Note: For oral administration ONLY.
Subarachnoid hemorrhage: Oral: 60 mg every 4 hours for 21 consecutive days. Note: Start therapy within 96 hours of the onset of subarachnoid hemorrhage.
Refer to adult dosing.
No dosage adjustment provided in manufacturer 's labeling. However, nimodipine undergoes minimal renal elimination and dose adjustment may not be necessary. Not removed by hemo- or peritoneal dialysis; supplemental dose is not necessary.
Reduce dosage to 30 mg every 4 hours in patients with cirrhosis.
For enteral administration ONLY. Life-threatening adverse events have occurred when administered parenterally. Administer on an empty stomach at least 1 hour before or 2 hours after meals.
Oral:
US labeling: Administer on an empty stomach at least 1 hour before or 2 hours after meals.

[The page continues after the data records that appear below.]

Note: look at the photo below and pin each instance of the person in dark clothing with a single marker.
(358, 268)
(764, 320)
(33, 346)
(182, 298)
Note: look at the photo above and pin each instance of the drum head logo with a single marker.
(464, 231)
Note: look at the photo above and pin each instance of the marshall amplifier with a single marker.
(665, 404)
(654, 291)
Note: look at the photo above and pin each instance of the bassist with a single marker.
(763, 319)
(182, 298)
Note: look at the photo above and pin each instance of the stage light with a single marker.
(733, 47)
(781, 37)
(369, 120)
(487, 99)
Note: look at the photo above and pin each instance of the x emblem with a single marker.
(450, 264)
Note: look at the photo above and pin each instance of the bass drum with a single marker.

Canadian labeling: Administer without regards to meals; but administer consistently with or without meals. Tablet should be swallowed whole with an adequate amount of fluid (eg, glass of water). Do not crush tablet. Avoid alkaline mixtures for 2 hours before or after administration. Patient should not be lying down during administration.
Nasogastric (NG) or gastric tube administration:
Oral solution (Nymalize): Administer using the supplied oral syringe labeled ORAL USE ONLY". Following administration, refill the oral syringe with 20 mL of NS and flush any remaining contents from NG or gastric tube into the stomach.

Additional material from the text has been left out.